The town also buzzes with a concurrent art festival, a slew of concerts and pop-up events. Truth is, three days is no longer enough to fully explore everything on offer. And yet, the festival retains its feeling of intimacy.

The Friends Lounge in the theatre still provides free coffee and craic. Executive Director, Randall Shannon and Cucchi still ornament the door greeting operagoers. The Lobster Pot restaurant at Ballyfane, under new ownership, is as welcoming and mouth-watering as ever. The Galley cruising river restaurant on the River Barrow at New Ross seems still firmly settled in the Barrow silt, having sunk four years ago. Anyone up for a crowdfunding campaign to refloat her?

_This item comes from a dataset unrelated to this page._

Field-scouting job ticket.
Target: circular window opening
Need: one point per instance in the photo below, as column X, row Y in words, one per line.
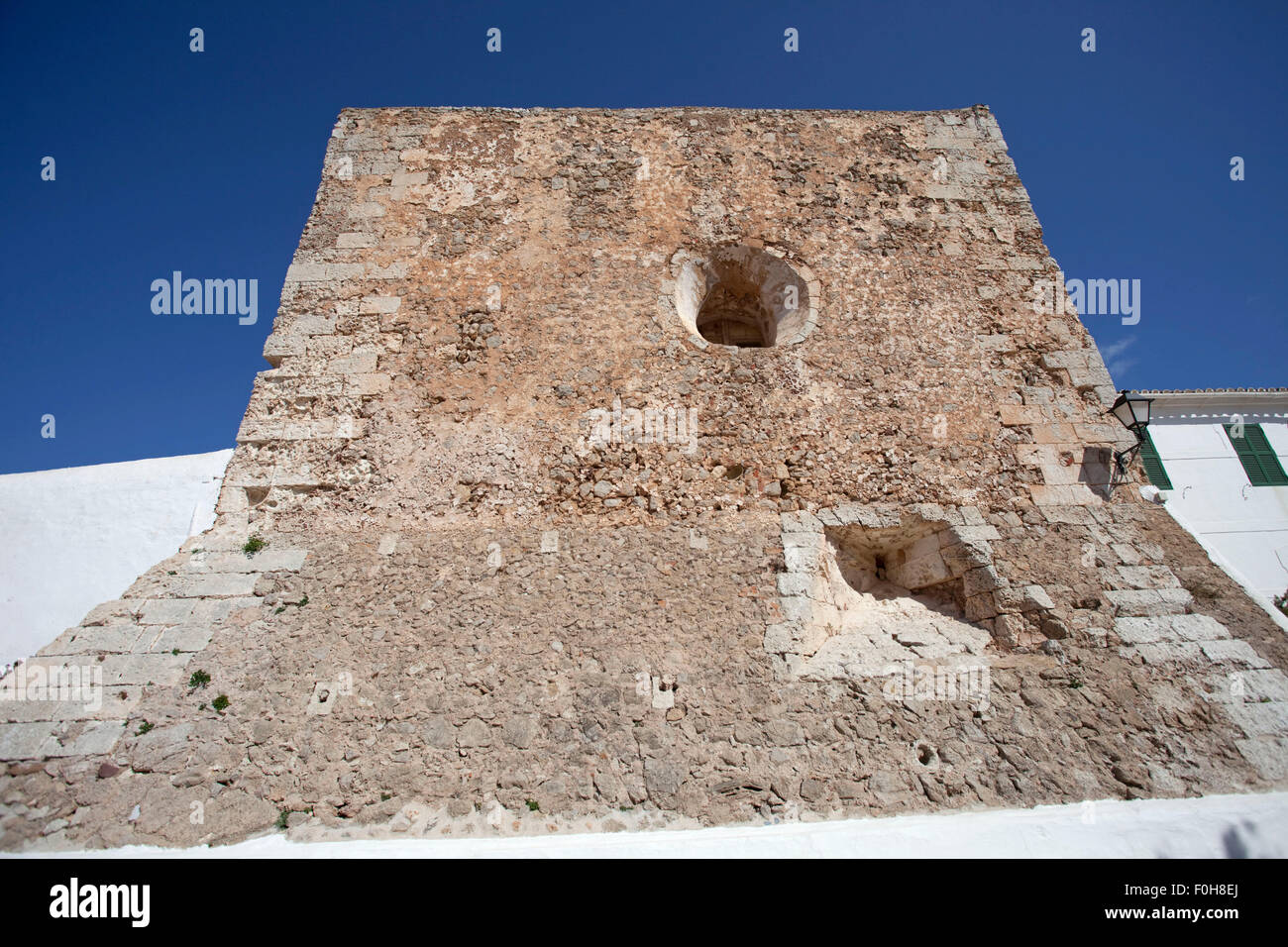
column 746, row 298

This year the annual Dr Tom Walsh lecture was delivered by Patrick Spottiswoode, founder of Globe Education, who returned to last year’s festival theme, Shakespeare, explaining that the rough, down to earth language of England championed by the great playwright engaged so many opera composers and librettists in the 18th and 19th centuries.

I’m sorry I couldn’t make the lecture. If I had, I’d have asked him what on “earth” he was talking about, as all the librettos of mainstream Shakespeare-based operas I’m aware of were written in Italian. Shall maybe turn up to heckle next year. I think Shakespeare’s stories were simply irresistible. I’m sure Dr Tom would have bustled down from the County Hospital to hear what Spottiswoode had to say, amazed that his zany enterprise of 1951 has endured, flourished and morphed into one of the “must go to” events in the international opera calendar today.